Here's my list. What really gets your goat?
#1 - Books starring Jane Austen, remakes of Jane Austen, retellings of Jane Austen
Keira Knightley has overbitten her way through Elizabeth Bennet. Miniseries have been written in which someone else gets Mr Darcy. For Mansfield Park's sake, they have BROKEN up the MOST ROMANTIC COUPLE in ENGLISH LITERATURE! I am saddened to report that even "decent" authors are getting on the bandwagon. Now that P.D. James and Colleen McCullough have had their turn, they're putting out six new retellings of the novels by the likes of Joanna Trollope and Val McDermid.
Can't you see the woman's exhausted?
#2 - Twilight readalikes
Second ingredient: boy who seems to hate the girl, but really burns for her despite her possessing no apparent personality at all.

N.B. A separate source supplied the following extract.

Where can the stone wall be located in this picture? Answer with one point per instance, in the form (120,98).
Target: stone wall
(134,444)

Third ingredient: a girl who's new to town, who doesn't have any real friends except the one totally hot guy who's keeping a secret...
Sounds familiar? Oh, it's only about 300 recent books...(The Gathering Dark is one.)

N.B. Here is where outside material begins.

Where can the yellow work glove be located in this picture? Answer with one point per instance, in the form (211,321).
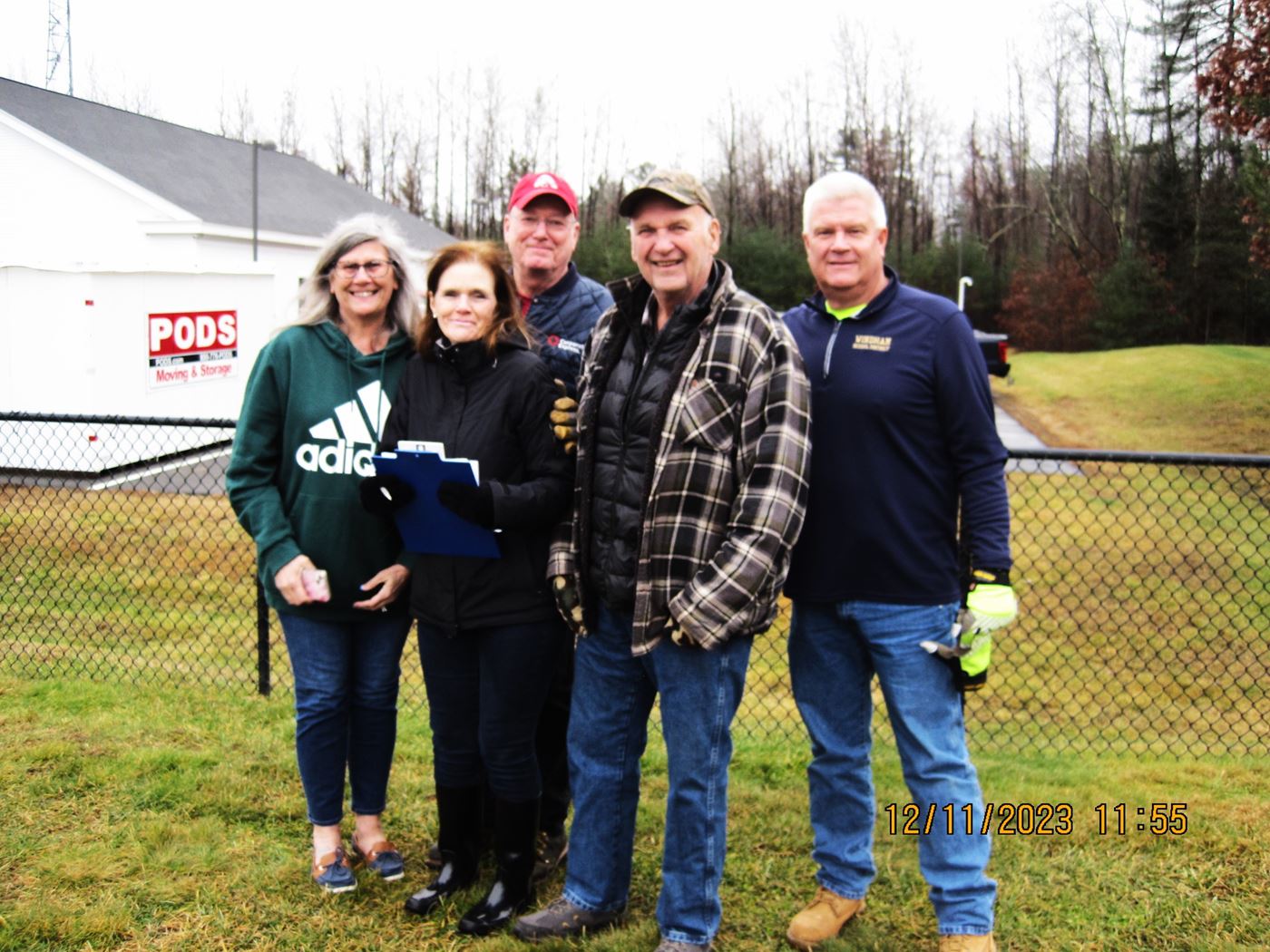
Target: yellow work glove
(990,605)
(564,419)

Please don't make me buy any more. I'm begging you.
#3 - Titles that are a play on the character's name
You know what I mean, anyway - books where the main character is actually called Grace, or Faith, or Hope, or Victory, or whatever. Vomitorious.
#4 - Celebrity children's books
Some celebrities can write, apparently. I'm told the Hank Zipzer books by the Fonz aren't too bad, and nor are Jamie-Lee Curtis's. On the other hand - there are Madonna and Jordan, aka Katie Price. At least Jordan doesn't actually write hers. Hilary Duff did write Elixir, starring a young woman struggling with fame, and I mean this nicely, Hilary, but please go back to reading other people's lines. Even Whoopi Goldberg, Steve Martin and Weird Al Yankovic are guilty of some crimes against literature. Funny people, but not good writers. Fifty Cent has written a book. And has anyone read Modelland by Tyra Banks?
Here's the blurb: "Awkward fifteen-year-old Tookie De La Creme is invited to join the most exclusive modeling school in the world, where she must survive the beastly Catwalk Corridor and the terrifying Thigh-High Boot Camp in order to uncover Modelland's sinister secrets."
I'm putting on my fierce face.
Look out - coming up next, Monica Seles' new series about - yep, a tennis academy. Foul.
#5 - Titles that riff on other titles (that riff on OTHER titles)
Give it a bone, will you? This turkey is well and truly cooked.